Deze unieke opslagcapaciteit ontstaat door de manier waarop planten deze natte biotopen opbouwen. Bij dat landschapsvormende proces wordt enorm veel CO2 opgenomen en in de bodem vastgelegd.
Vijf keer meer CO2-opslag
In hun studie tonen de wetenschappers aan dat wereldwijd de meeste CO2 ligt opgeslagen in oceanen en bossen, gevolgd door moeraslanden. ‘Wanneer we kijken naar de hoeveelheid opgeslagen CO2 per vierkante meter, blijkt dat moeraslanden zo’n vijf keer meer CO2 opslaan dan bossen en wel vijfhonderd keer meer dan oceanen’, zegt hoofdauteur Ralph Temmink, ecoloog aan de Universiteit Utrecht. ‘Hoog- en laagvenen, kwelders, mangrovebossen en zeegrasvelden zijn dus echte hotspots van CO2-opslag.’
‘Hoog- en laagvenen, kwelders, mangrovebossen en zeegrasvelden zijn dus echte hotspots van CO2-opslag.’
Wanneer het team inzoomt op de werking van deze “hotspots”, blijkt dat de moeraslanden allemaal zijn opgebouwd uit planten die elkaar een handje helpen door dicht opeen te groeien; een proces dat ook de CO2-opname stuwt.
In hoogvenen gedragen veenmossen zich bijvoorbeeld als een soort spons – samen houden ze ontzettend veel regenwater vast, waardoor ze hun eigen groei stimuleren. Onder de levende veenmossen stapelen de resten van dode veenmossen op. Doordat die laag van soms wel tien meter dik permanent onder water staat, breken die dode resten bijna niet af waardoor heel veel CO2 wordt vastgehouden.
In laagvenen en kustmoerassen houdt de begroeiing de dode plantenresten vast met de wortelmat. Hieruit komen voedingsstoffen vrij waardoor de planten steeds beter groeien. Tegelijkertijd hopen de plantenresten in de kletsnatte bodem op waardoor er net als in hoogveen een dikke bodemlaag ontstaat waarin veel CO2 vastgelegd is.

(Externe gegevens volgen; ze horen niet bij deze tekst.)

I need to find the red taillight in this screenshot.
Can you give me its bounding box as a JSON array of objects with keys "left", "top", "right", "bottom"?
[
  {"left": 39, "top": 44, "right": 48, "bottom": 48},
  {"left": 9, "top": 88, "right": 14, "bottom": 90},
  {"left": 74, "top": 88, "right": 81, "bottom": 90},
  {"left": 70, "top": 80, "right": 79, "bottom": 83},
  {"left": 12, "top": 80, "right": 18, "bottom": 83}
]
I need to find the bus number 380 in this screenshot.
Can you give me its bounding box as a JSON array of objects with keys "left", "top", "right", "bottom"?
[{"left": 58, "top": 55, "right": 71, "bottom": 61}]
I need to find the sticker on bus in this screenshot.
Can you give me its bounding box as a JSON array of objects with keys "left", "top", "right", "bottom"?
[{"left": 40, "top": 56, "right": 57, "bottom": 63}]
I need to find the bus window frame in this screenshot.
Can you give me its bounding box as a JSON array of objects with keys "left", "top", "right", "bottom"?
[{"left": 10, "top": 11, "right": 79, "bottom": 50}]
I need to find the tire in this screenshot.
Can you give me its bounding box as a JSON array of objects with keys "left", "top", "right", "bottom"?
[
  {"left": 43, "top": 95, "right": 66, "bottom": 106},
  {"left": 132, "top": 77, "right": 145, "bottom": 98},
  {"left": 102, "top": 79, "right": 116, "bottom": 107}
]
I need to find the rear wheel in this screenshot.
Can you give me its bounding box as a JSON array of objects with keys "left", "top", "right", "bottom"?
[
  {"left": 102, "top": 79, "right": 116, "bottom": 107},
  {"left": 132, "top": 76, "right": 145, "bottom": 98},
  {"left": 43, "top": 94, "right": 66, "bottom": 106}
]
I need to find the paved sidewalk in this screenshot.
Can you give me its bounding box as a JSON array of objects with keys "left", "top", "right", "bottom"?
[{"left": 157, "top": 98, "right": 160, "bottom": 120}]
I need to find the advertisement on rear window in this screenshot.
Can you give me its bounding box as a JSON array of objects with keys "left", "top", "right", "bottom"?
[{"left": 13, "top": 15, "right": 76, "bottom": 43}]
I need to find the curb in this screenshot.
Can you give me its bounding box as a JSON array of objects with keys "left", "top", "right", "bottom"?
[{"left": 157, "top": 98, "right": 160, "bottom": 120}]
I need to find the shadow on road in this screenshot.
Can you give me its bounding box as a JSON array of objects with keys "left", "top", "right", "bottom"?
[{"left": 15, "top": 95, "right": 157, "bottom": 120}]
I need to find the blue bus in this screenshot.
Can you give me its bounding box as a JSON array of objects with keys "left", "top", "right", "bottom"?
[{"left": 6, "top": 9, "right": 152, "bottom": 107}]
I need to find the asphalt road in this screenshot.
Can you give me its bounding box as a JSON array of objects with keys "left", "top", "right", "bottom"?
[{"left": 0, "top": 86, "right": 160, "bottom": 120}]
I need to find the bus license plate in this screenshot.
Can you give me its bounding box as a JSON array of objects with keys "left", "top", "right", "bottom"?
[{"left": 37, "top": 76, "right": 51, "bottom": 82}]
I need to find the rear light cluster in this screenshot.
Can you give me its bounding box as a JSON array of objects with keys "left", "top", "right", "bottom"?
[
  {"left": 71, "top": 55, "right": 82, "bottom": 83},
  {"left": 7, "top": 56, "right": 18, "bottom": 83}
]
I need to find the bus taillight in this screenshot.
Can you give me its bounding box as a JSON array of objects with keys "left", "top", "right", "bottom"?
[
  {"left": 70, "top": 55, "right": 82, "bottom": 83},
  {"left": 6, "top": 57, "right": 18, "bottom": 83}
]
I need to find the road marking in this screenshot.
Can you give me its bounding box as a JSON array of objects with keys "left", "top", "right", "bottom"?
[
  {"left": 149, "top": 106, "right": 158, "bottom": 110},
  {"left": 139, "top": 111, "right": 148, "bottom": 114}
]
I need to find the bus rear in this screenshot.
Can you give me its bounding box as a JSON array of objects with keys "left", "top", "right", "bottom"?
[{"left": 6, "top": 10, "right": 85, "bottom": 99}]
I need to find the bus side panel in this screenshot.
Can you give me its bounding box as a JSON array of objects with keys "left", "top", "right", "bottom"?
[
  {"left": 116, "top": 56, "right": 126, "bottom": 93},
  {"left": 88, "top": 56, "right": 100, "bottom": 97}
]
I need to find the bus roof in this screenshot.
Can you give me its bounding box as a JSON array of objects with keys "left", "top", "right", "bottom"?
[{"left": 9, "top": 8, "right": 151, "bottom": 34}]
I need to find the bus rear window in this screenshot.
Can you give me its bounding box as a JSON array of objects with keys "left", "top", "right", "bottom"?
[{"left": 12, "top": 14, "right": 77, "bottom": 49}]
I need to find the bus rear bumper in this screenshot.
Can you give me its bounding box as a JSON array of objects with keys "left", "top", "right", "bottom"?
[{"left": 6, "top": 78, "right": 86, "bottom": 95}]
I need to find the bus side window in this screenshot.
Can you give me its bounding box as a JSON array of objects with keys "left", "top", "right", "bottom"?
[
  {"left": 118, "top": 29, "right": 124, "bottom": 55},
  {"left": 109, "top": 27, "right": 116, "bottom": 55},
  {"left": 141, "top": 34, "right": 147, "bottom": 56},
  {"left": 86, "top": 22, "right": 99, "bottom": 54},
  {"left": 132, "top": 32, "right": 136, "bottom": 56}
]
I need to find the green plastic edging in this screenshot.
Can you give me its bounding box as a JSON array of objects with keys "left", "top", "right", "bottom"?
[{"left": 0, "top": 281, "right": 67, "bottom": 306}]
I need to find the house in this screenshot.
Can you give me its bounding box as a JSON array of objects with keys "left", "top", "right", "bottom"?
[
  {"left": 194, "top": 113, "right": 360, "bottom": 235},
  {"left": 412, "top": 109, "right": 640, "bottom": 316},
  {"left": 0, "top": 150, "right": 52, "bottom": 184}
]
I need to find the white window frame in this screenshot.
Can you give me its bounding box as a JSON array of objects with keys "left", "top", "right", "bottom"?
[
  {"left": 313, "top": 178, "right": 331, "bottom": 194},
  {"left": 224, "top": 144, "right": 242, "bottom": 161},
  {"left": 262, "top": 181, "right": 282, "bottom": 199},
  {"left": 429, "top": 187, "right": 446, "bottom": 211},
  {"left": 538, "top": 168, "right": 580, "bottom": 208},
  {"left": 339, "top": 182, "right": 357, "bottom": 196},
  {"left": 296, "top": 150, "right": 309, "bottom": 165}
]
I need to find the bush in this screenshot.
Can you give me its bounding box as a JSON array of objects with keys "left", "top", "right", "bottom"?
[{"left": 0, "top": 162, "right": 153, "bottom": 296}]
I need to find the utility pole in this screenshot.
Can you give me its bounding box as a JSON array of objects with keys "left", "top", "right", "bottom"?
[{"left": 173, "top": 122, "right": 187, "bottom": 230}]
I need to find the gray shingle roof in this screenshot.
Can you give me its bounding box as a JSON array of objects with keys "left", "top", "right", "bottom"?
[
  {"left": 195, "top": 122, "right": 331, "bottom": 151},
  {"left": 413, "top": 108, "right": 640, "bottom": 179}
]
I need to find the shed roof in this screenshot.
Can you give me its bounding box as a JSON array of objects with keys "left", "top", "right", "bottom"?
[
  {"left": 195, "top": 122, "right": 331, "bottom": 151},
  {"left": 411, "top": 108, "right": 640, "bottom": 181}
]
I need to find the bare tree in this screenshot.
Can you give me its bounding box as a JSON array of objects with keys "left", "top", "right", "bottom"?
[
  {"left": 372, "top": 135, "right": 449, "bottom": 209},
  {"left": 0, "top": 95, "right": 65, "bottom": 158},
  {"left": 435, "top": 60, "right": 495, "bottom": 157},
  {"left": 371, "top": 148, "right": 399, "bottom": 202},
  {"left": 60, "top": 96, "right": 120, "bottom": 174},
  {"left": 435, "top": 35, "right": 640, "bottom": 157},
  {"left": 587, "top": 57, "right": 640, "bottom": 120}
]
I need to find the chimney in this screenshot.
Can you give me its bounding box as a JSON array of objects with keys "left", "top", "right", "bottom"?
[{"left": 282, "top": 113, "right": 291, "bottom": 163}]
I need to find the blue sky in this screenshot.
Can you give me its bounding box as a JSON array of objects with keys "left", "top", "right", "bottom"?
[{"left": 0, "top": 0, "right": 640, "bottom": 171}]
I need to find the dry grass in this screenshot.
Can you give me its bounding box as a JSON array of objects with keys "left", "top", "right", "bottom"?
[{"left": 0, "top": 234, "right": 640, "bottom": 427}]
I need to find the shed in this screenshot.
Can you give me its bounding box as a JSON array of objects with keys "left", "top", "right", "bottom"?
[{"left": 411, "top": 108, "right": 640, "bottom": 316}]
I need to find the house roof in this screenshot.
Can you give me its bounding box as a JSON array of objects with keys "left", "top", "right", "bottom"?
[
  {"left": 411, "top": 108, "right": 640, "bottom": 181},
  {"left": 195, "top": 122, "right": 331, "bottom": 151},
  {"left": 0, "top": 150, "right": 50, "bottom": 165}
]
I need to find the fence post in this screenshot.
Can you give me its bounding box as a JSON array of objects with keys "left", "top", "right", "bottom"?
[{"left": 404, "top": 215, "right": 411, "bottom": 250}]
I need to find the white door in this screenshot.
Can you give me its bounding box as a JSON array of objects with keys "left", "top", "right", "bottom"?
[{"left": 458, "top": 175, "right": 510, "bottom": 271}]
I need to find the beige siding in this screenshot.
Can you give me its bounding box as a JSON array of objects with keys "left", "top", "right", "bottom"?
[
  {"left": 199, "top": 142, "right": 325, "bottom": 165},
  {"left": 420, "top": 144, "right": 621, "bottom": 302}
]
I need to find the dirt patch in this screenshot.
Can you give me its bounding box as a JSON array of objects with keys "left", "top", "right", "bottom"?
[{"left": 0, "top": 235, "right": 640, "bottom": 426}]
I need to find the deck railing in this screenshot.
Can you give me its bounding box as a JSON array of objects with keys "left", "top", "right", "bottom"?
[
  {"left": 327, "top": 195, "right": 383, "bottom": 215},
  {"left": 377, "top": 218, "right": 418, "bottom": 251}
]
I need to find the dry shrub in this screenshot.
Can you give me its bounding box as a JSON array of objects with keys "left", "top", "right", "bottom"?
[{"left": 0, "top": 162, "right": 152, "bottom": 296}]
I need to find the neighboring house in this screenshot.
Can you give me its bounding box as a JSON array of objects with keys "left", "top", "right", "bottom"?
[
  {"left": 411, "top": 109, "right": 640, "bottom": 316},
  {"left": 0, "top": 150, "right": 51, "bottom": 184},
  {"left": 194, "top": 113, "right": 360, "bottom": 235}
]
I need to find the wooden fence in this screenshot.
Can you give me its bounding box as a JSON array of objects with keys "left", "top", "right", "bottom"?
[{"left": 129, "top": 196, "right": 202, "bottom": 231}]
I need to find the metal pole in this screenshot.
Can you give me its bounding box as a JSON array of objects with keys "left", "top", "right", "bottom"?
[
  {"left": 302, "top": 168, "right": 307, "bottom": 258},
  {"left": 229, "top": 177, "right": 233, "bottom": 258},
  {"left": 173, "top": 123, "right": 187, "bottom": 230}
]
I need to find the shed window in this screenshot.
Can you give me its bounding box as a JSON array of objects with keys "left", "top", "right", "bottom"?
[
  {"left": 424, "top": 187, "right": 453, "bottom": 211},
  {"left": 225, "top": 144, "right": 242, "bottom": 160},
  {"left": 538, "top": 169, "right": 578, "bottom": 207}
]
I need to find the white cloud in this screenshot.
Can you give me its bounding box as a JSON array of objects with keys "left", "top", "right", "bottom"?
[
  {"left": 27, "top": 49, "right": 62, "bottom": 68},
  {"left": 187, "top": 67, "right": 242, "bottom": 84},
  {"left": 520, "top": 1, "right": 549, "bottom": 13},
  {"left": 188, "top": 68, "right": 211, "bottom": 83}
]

Eerherstel voor het moeras
Hoewel moeraslanden dus essentieel blijken in de strijd tegen klimaatverandering, gaat er jaarlijks wereldwijd 1 procent van deze ecosystemen verloren door menselijk ingrijpen. Door ontginning en vervuiling worden de landschapsvormende processen verstoord. Hierdoor komen enorme hoeveelheden CO2 vrij uit de moerasbodems. Dit leidt tot in totaal zo’n 5 procent van onze wereldwijde jaarlijkse uitstoot van CO2.
Van alle herstelpogingen van moeraslanden mislukt meer dan de helft doordat geen of onvoldoende rekening wordt gehouden met de landschapsvormende eigenschappen van de planten. ‘Herstel wordt veel succesvoller door de planten in grote dichte pollen te plaatsen, hun landschapsvormende eigenschappen na te bootsen, of door simpelweg hele grote oppervlaktes in één keer te herstellen’, stelt Tjisse van der Heide, onderzoeker bij het Koninklijk Instituut voor Onderzoek der Zee (NIOZ) en hoogleraar kustecologie aan de Rijksuniversiteit Groningen.
‘Het goede nieuws is dat grootschalig herstel van deze belangrijke moeraslanden met deze kennis nu toch binnen handbereik komt.’